Uno de los episodios más célebres de la muy célebre biografía de Winston Churchill ocurrió el 3 de enero de 1911, cuando él era ministro del Interior del gobierno liberal de Herbert H. Asquith. Ese día, camino a su oficina, el gran político y periodista inglés, heredero de una de las mayores estirpes de su país, fumador y borracho empedernido, se encontró por azar en medio de una asonada en la calle Sidney, en el este de Londres.
Churchill se asomó por la ventana de su carro y oyó los gritos de la gente, las balas que zumbaban. Como si fuera una novela de Conan Doyle, le dijo a su chofer que se parqueara mientras él, con absoluta calma, fumando pipa, se bajaba a ver qué estaba pasando, aunque ya lo sospechaba: desde hacía meses esa zona se había vuelto un bastión de los anarquistas, en guerra sin cuartel contra la policía londinense, que allí los tenía sitiados.

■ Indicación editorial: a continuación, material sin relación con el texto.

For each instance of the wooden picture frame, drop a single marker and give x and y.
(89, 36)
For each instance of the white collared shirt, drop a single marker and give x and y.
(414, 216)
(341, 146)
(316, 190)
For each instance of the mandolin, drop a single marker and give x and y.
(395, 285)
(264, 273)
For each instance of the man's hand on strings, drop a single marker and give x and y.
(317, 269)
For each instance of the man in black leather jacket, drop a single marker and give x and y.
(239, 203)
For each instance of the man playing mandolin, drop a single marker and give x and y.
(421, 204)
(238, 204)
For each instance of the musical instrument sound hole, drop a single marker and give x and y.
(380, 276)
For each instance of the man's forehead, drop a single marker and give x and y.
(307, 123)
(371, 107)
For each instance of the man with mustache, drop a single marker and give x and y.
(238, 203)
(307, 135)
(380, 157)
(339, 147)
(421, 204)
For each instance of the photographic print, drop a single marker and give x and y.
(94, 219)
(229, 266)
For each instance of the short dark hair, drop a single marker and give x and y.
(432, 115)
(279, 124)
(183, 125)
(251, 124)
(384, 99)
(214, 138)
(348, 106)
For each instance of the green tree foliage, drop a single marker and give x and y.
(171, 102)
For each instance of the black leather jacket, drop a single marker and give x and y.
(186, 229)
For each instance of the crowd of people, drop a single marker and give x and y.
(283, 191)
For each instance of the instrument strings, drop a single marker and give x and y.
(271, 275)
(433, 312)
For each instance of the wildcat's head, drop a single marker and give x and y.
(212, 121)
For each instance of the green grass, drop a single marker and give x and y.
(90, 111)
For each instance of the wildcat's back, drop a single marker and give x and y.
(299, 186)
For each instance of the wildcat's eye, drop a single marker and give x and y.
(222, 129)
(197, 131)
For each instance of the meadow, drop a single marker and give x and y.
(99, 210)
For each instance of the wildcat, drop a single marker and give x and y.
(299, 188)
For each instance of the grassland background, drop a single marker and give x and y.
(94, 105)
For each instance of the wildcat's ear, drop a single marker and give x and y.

Era un caso muy sonado en el país, la prensa llevaba meses comentándolo. Pero también era un caso menor de policía y orden público: un incidente más en esa ciudad que era la capital del mundo, no como para que un ministro del gobierno, quizás el ministro más famoso de todos, pues su relato de cómo se les había escapado a los bóers hacía un par de años en la guerra lo había vuelto una estrella nacional, estuviera allí.
Lo cierto es que Churchill acabó comandando la operación de la policía contra los anarquistas de la calle Sidney; hay una foto suya de esa tarde al lado de unos oficiales que lo miran estupefactos, como sin saber muy bien qué hacer. Al otro día en el Parlamento un miembro de la oposición mostró indignado esa foto y dijo: “Yo sé qué hacían allí el fotógrafo y los oficiales, lo que no entiendo es qué hacía allí el ministro...”.
El poder es ante todo eso, los rituales y misterios que lo legitiman; el orden jerárquico que le da sentido y validez.
En sus memorias dice Churchill que no solo le divirtió mucho ese comentario sino que en el fondo estaba de acuerdo con él: hay cosas que un ministro, por más que quiera, no debe ni puede hacer. El poder es ante todo eso, los rituales y misterios que lo legitiman; el orden jerárquico que le da sentido y validez. Y aunque parezca que la cercanía con la gente engrandece al poderoso, lo humaniza, a veces es al revés, le hace ver su vanidad, su pequeñez.
Incluso si se trata del afán sincero y noble, no demagógico, por dialogar con el pueblo y darles a sus reclamos la importancia que tienen, ni más faltaba, incluso así hay que saber dosificar muy bien el o directo entre gobernantes y gobernados, justo para no devaluarlo ni someterlo a la banalidad y el ridículo, lo cual debe de ser cada vez más difícil, supongo, en esta democracia jacobina de las redes sociales.
Porque es cierto que los poderosos tienen la obligación, cada vez más, de responder y dar la cara; eso sin duda, y no sería así si no fuera por las redes sociales. Pero el precio, no sé si demasiado alto, de semejante conquista y beneficio, a veces es la pérdida absoluta e irreversible de la dignidad y el decoro de quienes se dedican a la política, entregados muchos de ellos a la coquetería y el compadrismo más vulgares y ociosos.
Umberto Eco decía que el misterio del poder radica en su condición distante y hierática, la idea de que quienes lo ejercen saben cosas que los demás no y por eso no se prodigan ni se regalan. Algo muy difícil, quizás, sobre todo en las democracias, pero sí es válido preguntarse a qué hora gobiernan los que en vez de estar haciéndolo, con todo su talento y toda su energía, se la pasan en Twitter polemizando con cuanto vecino les sale al paso por allí.
Es un equilibrio imposible, lo sé, entre la arrogancia y el ensimismamiento y la demagogia y la banalización del poder. Pero un criterio tiene que haber.
Para no decir: “Yo sé qué hace allí el tuitero, no entiendo qué hace allí el ministro”.